Green’s Dictionary of Slang

post office n.

(US Und.) one who receives or delivers letters to criminals.

[US]A.J. Pollock Und. Speaks n.p.: Post office, a person who receives or delivers letters to crooks.

SE in slang uses

In phrases

there’s a letter in the post office (US)

1. a phr. used to warn a man his fly is undone or his shirt is out; also used to a woman when her slip is showing.
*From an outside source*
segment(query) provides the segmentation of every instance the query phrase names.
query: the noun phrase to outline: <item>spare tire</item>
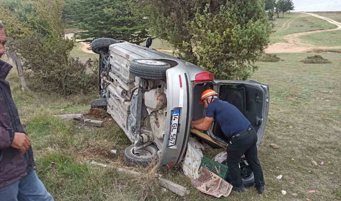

[US]‘Q.K. Philander Doesticks’ [Mortimer Neal Thomson] Doesticks, What He Says 124: Everything looked so grandly gingerbreadly that I hesitated about going in. Little boy in the corner (barefooted, with a letter in the post office) told us to ‘go in’ and called us ‘lemons’.
[US]J.W. Carr ‘Word-List from Hampstead, N.H.’ in DN III iii 192: letter in the post-office, phr. as interj. Shirt-tail visible in a hole in the seat of a boy’s breeches.
[US]H.A. White ‘A Word-List From Central New York’ in DN III:viii 568: Letter in the post office, phr. Used by a boy to inform another that part of his shirt shows through a hole in the pants.

2. said of a woman who is menstruating.

[UK]Farmer & Henley Sl. and Its Analogues.